La Gazette des campagnes (p. 238-246).

XV

LE MUTILÉ.


La maison de George Dubois a pris un air de fête inaccoutumé ; elle, autrefois si morne, si sombre qu’on aurait dit une prison ténébreuse sur le seuil de laquelle se serait assis l’ange de la douleur, resplendit à cette heure, et des flots de lumière s’en échappent par toutes les issues.

C’est le soir du jour qui vit Laurent uni pour jamais à celle qu’il appela d’abord du doux nom de Fleur-du-mystère et qu’il appelle à présent Armande, son épouse à jamais inséparable. C’est une réjouissance générale ; elle a gagné tous les rangs, et ceux qui n’ont pas pu être de la noce sont venus du moins au temple pour y offrir leurs vœux et leurs prières pour le bonheur de ce nouveau couple.

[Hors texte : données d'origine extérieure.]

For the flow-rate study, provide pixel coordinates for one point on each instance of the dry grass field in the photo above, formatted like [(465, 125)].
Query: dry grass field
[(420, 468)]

Pénétrons un instant, plus longtemps si vous le voulez, dans les vastes salles de la maison de George, où tous les cœurs surabondent de joie et d’allégresse, où toutes les âmes sont sous l’empire d’un même sentiment, d’une même impression : gaieté franche, amusements chrétiens.

En entrant, tout d’abord ; un vaste appartement bien illuminé où jasent les vieilles têtes de la paroisse. Graves, ils ont choisi le lieu le plus retiré pour ne pas paraître comme des ombres au fond d’un gracieux et riant tableau. Un nuage de fumée les environne de toute part, chacun y contribuant par de nouvelles additions souvent réitérées de fumée de tabac sortant de leurs pipes toutes neuves pour la circonstance. On n’y parle que de choses graves ; ils laissent aux jeunes gens le soin de montrer leur adresse dans l’art de danser ; ils ont eu leur temps, eux aussi ; maintenant que la vieillesse est arrivée avec ses fils blancs et ses membres alourdis et rebelles, souvent ils aiment à causer sagement en fumant leurs pipes ; les vieillards aiment tant à parler.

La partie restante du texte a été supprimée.